Extended Rydberg Lifetimes in a Cryogenic Atom Array

TL;DR

This paper demonstrates significantly extended Rydberg state lifetimes in a cryogenic environment, enabling improved coherence for neutral-atom quantum computing.

Contribution

The authors achieve over three times longer Rydberg lifetimes by operating in a 4K cryogenic environment, advancing the potential for high-fidelity quantum gates.

Findings

Rydberg lifetimes up to 406 microseconds in cryogenic conditions

Reduced dephasing due to small differential polarizability

Enhanced prospects for high-fidelity neutral-atom quantum gates

Abstract

We report on the realization of a $^{133}$Cs optical tweezer array in a cryogenic blackbody radiation (BBR) environment.

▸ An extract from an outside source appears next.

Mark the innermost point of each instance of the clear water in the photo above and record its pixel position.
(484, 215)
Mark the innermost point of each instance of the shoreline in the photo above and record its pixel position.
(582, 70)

By enclosing the array within a 4K radiation shield, we measure long Rydberg lifetimes, up to $406 (36)\,\mu$s for the $55 P_{3/2}$ Rydberg state, a factor of 3.3(3) longer than the room-temperature value. We employ single-photon coupling for coherent manipulation of the ground-Rydberg qubit. We measure a small differential dynamic polarizability of the transition, beneficial for reducing dephasing due to light intensity fluctuations. Our results pave the path for advancing neutral-atom two-qubit gate fidelities as their error budgets become increasingly dominated by $T_1$ relaxation of the ground-Rydberg qubit.